Je veux bien croire que si l’on veut conserver la langue française, il faut lui offrir une certaine protection, ce que fait très bien la loi 101 actuellement.  Car comme l’écrit également Yves Boisvert, « Un enfant arrivé du Brésil à 6 ans, qui fera ses études en français, qui deviendra ingénieur chez SNC-Lavalin ou commis chez Omer De Serres, sera encore un «allophone» dans 50 ans, selon les statistiques. Il sera pourtant, dans la vraie vie, une sorte d’hommage vivant à l’efficacité de la loi 101. »  Et ça, les études sur la langue maternelle n’en parlent manifestement pas.  À moins que cette portion des statistiques soit gardée secrète, dans l’unique but de préserver le « punch » du français qui perd du terrain, ce dont serait tout à fait capables les politiciens qui cherchent à se faire du capital sur le dos de l’immigration ou du fait anglophone au Québec.

La sortie de cette nouvelle percutante fut suffisante pour que Mario Dumont, à qui on a reproché d’avoir un peu « dormi sur la switch » en tant que chef de l’opposition officielle, déchire sa chemise en réclamant la réduction du quota d’immigrants, qui passait dernièrement de 45,000 à 55,000 personnes à accueillir.  Quant à Pauline 1ère, elle s’est enflammée, elle aussi, en faveur d’un renforcement de la loi 101, ce qui a ramené à la mémoire de certaines gens la célèbre affaire des « grosses anglaises de chez Eaton ».  Pour ma part, cela me fait penser à un passage d’une série d’aventures, écrite et diffusée sur internet par un de mes amis, sous forme de fichiers mp3, histoire inspirée du monde médiéval-fantastique.  Dans un épisode, on capture un gobelin, dans un donjon, et on tente de la faire parler, afin d’en apprendre sur le maître du donjon.  Quand l’un des aventuriers demanda au nain s’il connaissait la langue des gobelins, il répondit « Évidemment, ce sont mes pires ennemis! »

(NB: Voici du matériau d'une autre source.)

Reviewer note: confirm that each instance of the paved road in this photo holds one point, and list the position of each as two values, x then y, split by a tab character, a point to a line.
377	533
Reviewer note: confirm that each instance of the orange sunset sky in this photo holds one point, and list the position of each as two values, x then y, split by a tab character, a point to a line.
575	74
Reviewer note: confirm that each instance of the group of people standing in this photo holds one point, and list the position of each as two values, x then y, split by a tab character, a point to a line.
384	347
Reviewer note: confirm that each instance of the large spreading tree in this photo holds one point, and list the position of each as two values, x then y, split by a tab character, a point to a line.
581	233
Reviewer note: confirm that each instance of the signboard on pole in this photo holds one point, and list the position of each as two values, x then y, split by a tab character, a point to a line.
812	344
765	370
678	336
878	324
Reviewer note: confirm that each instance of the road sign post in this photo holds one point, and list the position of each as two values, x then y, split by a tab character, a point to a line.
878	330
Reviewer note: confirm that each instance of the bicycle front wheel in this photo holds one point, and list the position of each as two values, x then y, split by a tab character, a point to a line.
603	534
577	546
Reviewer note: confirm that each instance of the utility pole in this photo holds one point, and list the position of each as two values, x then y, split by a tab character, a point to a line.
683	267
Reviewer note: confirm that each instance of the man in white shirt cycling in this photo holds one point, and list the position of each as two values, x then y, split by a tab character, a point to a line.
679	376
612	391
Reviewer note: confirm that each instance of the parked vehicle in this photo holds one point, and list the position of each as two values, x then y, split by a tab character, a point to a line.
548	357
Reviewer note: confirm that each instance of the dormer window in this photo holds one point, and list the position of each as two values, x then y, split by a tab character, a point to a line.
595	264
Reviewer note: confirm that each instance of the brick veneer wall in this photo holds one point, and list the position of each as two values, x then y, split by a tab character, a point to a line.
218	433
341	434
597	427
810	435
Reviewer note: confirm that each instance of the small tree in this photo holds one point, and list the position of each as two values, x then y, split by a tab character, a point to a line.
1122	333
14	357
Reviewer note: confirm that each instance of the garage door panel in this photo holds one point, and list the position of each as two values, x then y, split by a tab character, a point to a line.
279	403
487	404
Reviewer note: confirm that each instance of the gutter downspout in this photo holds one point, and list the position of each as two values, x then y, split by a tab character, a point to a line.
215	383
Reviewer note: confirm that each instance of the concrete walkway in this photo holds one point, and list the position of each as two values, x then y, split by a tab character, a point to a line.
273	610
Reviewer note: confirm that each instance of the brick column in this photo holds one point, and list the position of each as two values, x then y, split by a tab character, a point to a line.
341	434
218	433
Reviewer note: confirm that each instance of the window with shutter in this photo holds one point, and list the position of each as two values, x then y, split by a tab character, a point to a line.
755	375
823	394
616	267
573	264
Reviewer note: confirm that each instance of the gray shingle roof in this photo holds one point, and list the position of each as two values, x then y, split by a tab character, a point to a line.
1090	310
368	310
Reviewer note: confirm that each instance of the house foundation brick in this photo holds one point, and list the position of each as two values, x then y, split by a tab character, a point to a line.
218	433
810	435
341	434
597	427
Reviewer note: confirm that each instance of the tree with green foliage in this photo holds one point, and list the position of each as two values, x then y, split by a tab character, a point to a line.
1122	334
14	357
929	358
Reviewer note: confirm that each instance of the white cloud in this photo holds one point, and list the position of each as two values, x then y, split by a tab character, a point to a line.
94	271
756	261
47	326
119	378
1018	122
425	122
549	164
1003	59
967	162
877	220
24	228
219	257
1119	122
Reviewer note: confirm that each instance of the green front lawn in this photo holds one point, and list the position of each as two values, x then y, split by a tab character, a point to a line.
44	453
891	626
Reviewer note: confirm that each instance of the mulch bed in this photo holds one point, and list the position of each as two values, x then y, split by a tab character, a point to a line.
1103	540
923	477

Si les anglos sont nos « ennemis », comme le prétendent certains séparatistes convaincus, ceux-ci devraient faire en sorte que tous les québécois connaissent suffisamment la langue de Shakespeare pour pouvoir écouter les bulletins de nouvelles diffusés sur les ondes de la télé et de la radio anglophones, ainsi que pour lire la Gazette, le National Post et le Globe and Mail, afin de débusquer tous les « complots » que les méchants anglais fomentent contre « nous ».  À la place, ils préfèrent garder le « petit peuple » dans l’ignorance de l’anglais, adoptant la même stratégie que les curés de campagne d’une époque révolue, dans le but – bien entendu inavoué publiquement – de contrôler l’information que les gens regarderont « à TQS ou à TVA », comme le disait un universitaire de grande réputation, dernièrement.

En définitive, si les francophones tenaient tant à conserver leur langue, ils auraient dû faire certains efforts, comme celui de faire enseigner le français à leurs enfants par des enseignants reconnus sur la base de leur compétence, et non pas sur celle de leur ancienneté.  On constate aujourd’hui que les nouveaux enseignants, qui pourtant montrent le français aux enfants du primaire et du secondaire, ne savent même pas l’écrire comme il le faut!  Avouez que ça décoiffe!  Et avant tout, les francophones auraient dû en faire davantage, des enfants.  La population québécoise « de souche » connaît l’un des pires taux de natalité des pays industralisés, et on vient à bout de se plaindre qu’on se fait assimiler!  Il faut le faire!  C’est comme ceux qui se plaignent des problèmes dans le réseau de la santé, mais qui du même jet, refusent que le gouvernement effectue des changements dans le fonctionnement de celui-ci.  Cela me rappelle la recette de la poutine; tout le monde sait comment faire une poutine.  Mais si un jour, on veut quelque chose de différent, et que l’on continue à prendre des frites, du fromage en grains et de la sauce brune comme uniques ingrédients, il ne faudra pas s’attendre à manger de la pizza!

Tout cela pour dire qu’aucune loi ne viendra à bout de renforcer l’usage du français dans le grand Montréal, sauf si celle-ci vient charcuter des libertés fondamentales.  La loi 101 l’a fait, lors de son adoption, et depuis, de grands pans de celle-ci furent déclarés inconstitutionnels par les tribunaux.  Il adviendra exactement la même chose de toute loi qui aura pour but de renforcer coûte que coûte l’usage de la langue de Molière.